Wednesday, December 20, 2006

The Symbolology of Sevens

~I learned something interesting today about written misunderstandings between English and Japanese. I'm not talking about the omnipresent Japanglish this time, but rather the similarities between some symbols used in written English and written Japanese. For example, the Japanese hiragana symbol for the sound "mi" looks somewhat like a cursive capital H.

In one of my classes, I was keeping a running total of points that students had accumulated over the class, to be rewarded with stickers at the end. After one activity ended, I adjusted the point totals under each student's name on the board, but one girl, upon seeing her number, was confused. It wasn't a scoring problem; instead, she pointed to what I had written and asked me, "New points?"
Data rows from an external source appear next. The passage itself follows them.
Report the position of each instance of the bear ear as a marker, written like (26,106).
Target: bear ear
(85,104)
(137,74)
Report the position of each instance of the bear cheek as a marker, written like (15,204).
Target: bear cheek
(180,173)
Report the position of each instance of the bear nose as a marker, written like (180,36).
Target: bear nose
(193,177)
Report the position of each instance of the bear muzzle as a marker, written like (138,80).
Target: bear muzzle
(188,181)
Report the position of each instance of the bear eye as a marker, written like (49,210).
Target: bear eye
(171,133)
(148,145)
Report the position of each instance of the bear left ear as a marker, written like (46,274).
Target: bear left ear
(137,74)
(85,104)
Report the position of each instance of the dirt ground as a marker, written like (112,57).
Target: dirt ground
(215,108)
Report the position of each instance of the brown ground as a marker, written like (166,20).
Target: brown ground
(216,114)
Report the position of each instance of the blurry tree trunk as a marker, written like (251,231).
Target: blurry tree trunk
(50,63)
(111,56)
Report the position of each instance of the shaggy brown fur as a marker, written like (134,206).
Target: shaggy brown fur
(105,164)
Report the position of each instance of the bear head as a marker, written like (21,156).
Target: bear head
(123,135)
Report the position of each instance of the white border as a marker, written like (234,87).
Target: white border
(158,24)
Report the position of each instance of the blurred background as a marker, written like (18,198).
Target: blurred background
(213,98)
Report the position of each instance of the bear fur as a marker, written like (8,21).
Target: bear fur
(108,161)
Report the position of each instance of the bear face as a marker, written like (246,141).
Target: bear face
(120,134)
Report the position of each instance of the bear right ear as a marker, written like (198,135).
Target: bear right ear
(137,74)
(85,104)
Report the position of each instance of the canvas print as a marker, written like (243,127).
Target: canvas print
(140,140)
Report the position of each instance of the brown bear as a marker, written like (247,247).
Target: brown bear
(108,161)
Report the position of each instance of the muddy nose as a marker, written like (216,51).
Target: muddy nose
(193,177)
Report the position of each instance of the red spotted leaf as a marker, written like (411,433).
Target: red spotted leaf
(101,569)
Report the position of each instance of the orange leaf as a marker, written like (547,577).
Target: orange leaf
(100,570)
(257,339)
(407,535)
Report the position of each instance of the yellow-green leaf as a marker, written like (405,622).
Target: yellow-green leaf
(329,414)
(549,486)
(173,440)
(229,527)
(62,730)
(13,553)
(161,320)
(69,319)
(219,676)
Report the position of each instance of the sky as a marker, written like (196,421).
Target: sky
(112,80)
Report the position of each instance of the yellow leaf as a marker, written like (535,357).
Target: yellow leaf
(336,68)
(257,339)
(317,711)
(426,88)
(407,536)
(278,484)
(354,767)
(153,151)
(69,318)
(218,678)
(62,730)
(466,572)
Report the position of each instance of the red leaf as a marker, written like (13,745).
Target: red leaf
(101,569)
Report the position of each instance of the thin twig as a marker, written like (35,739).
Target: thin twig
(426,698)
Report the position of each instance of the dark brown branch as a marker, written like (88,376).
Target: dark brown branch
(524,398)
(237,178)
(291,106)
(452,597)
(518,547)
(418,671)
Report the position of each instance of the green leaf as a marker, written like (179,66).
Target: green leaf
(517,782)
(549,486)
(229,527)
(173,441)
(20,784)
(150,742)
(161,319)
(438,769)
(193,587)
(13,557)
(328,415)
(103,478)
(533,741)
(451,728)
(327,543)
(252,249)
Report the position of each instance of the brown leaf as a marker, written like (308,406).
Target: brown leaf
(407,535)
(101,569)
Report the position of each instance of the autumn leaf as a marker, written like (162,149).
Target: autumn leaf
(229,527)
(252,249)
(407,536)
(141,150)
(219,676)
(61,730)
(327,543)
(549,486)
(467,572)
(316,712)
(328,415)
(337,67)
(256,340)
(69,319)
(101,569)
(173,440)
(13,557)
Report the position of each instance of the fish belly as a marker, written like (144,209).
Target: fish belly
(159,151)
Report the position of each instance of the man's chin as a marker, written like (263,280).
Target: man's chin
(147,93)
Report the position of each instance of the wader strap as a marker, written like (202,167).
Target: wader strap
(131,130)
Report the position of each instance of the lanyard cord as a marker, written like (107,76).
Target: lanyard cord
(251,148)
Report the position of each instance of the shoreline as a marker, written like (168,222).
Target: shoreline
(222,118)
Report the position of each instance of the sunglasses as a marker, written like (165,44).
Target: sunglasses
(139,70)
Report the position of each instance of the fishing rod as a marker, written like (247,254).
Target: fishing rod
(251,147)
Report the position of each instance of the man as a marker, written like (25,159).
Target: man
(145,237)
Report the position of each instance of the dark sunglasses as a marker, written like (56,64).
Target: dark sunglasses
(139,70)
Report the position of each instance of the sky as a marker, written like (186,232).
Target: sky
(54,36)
I was puzzled for a moment; as I had written, she had seven points. Then I realized what the misunderstanding was. The number I had written looked like this:

For comparison, here is the Japanese katakana symbol for the sound "nu":

Similar, aren't they? My student wasn't asking about "new" points, she was asking why I had written the sound nu instead of a number. I explained to the students that the horizontal slash mark in my number seven was to distinguish it from the number one, with which it can be confused:


^ To demonstrate, I drew the number one several different times on the board, changing it a bit each time to make it look more like a seven, and asking them each time whether what I had drawn was a one or a seven. When they couldn't tell, I added the slash. "Oooooh!" they said, finally getting it. Ah, knowledge. The joy of corrupting...I mean, the joy of educating young minds! ~Oyasumi.

1 Comments:

At Thursday, 21 December, 2006, Anonymous Anonymous said...

Bravo! You get a 10 for your lesson on 7!